Curtis, Sally Anne
Description
There are more than a billion people living in poverty throughout
the world, with some considering the total number to be as high
as four billion, or about half the world’s population. On the
face of it, poor people with limited funds would appear to be of
little interest to the private sector, yet there has been
increasing interest in the topic in recent years. This interest
is particularly concerned with achieving a win-win scenario where
both business and...[Show more] the poor benefit. Research involving the
business-poverty interface at the micro level has only really
started to emerge in the past decade and is disparate, and
theoretical development is lacking. Furthermore, there has been
limited empirical research that examines this phenomenon from the
perspective of the firm and the poor. This thesis includes three
papers that address these issues.
Paper 1 presents a detailed review of relevant literature and
proposes a definition of inclusive business that involves the
private sector expanding access to livelihood opportunities and
products and services in commercially viable ways. I argue that
inclusive business is both normative and instrumental, meaning
that integrative management is critical to achieve benefits for
both the firm and the poor. The paper presents a conceptual
framework of inclusive business that explains why and how firms
adopt inclusive business. The framework incorporates the role of
formal and informal institutions, which play a critical role in
both enabling and constraining inclusive business efforts.

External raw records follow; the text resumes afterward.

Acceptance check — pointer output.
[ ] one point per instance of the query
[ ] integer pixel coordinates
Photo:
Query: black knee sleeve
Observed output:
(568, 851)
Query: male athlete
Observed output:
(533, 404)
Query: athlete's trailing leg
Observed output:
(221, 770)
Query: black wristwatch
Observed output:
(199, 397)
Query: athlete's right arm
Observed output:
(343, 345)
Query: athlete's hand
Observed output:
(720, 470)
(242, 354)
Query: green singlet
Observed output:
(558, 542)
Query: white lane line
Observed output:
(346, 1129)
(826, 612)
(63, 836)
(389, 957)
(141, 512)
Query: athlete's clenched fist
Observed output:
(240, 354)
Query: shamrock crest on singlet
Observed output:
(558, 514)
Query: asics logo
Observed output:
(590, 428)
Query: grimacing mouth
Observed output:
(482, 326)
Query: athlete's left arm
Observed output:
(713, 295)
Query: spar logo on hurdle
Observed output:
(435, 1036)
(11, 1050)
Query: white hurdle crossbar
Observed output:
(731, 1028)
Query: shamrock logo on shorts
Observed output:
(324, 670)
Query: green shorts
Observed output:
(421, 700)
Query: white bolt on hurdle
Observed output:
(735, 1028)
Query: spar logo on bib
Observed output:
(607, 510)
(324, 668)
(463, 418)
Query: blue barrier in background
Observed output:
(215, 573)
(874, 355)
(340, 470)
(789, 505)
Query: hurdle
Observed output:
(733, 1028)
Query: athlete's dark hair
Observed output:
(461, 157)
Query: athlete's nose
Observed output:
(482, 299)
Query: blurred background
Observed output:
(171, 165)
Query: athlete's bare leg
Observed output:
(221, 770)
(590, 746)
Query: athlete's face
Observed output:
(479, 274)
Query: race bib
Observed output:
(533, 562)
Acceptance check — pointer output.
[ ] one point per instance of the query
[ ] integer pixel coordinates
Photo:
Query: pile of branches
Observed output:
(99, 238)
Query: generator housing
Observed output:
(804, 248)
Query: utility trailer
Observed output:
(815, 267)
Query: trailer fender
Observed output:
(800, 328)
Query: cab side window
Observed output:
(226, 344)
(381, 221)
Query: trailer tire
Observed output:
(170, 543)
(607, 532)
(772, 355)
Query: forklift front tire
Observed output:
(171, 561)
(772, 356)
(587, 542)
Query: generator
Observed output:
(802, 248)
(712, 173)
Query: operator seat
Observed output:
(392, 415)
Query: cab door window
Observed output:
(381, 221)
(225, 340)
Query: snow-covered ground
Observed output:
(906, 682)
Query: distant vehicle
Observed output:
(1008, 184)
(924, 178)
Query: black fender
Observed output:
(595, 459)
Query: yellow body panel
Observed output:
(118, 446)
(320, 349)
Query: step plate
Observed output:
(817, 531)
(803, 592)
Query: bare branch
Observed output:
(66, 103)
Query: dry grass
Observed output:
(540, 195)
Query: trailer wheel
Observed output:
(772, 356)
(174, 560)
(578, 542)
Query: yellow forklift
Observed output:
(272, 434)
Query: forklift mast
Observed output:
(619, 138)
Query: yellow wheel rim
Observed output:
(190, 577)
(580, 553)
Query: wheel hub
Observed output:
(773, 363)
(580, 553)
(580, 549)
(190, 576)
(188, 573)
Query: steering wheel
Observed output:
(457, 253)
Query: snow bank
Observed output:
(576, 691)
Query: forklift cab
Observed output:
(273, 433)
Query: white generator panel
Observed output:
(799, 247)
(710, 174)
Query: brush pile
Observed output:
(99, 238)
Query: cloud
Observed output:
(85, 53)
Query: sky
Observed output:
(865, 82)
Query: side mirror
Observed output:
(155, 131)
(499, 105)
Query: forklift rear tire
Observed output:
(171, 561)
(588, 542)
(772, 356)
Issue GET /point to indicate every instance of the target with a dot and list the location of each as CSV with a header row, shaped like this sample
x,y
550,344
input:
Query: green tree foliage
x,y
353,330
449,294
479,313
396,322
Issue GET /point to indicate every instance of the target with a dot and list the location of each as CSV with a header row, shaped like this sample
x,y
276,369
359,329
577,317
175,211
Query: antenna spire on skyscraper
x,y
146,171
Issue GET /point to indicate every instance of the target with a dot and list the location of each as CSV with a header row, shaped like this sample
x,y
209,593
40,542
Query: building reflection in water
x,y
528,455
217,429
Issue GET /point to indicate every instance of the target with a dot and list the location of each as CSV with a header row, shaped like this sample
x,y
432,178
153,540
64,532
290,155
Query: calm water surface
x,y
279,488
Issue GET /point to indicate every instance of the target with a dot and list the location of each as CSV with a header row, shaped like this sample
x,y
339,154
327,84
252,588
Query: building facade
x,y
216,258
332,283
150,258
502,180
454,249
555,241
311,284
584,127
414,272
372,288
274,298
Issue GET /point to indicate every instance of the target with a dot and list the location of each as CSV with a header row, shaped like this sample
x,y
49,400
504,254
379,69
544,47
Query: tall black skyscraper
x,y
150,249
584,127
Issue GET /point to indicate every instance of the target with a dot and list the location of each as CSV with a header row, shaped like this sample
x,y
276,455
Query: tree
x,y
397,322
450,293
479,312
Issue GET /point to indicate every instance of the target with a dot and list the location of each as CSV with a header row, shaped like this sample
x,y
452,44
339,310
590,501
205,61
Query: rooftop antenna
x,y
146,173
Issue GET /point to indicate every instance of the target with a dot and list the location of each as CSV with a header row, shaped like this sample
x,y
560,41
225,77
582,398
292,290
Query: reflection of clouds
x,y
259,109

Paper 2 presents the results of an empirical study that examines
the firm’s experience of inclusive business using Scott’s
(2008) pillars of institutions. I conducted an in-depth study of
five firms involved with inclusive business in Vanuatu, an island
country in the Pacific with a complex institutional environment.
An analysis of interviews with managers demonstrates that formal
institutions (regulative) act as a catalyst to encourage firms to
interact with the poor, however weak formal institutions and
informal institutions (cultural characteristics and social norms)
inhibit a firm’s inclusive business efforts.
Paper 3, also an empirical study, examines the relationship
between inclusive business and poverty alleviation using Amartya
Sen’s capability approach. Through an analysis of interviews
with poor stakeholders of the five case study firms and
multidimensional poverty data for each stakeholder, the results
show the importance of an institutional environment that supports
inclusive business. Furthermore the results suggest an
association between capacity building and poverty alleviation.
Taken as a whole, this research program contributes to the
theoretical development of the business-poverty interface by
developing the concept of inclusive business and presenting a
framework supported by empirical evidence for understanding the
constraints, mechanisms and outcomes of inclusive business. The
research also contributes to institutional theory by examining
interactions between institutions and providing evidence that
informal institutions are prominent in the study context. The
results also contribute to research on institutional change and
points to the potential for firms to influence the institutional
environment, in contrast to other institutional research that
tends to examine how institutions shape firm behaviour.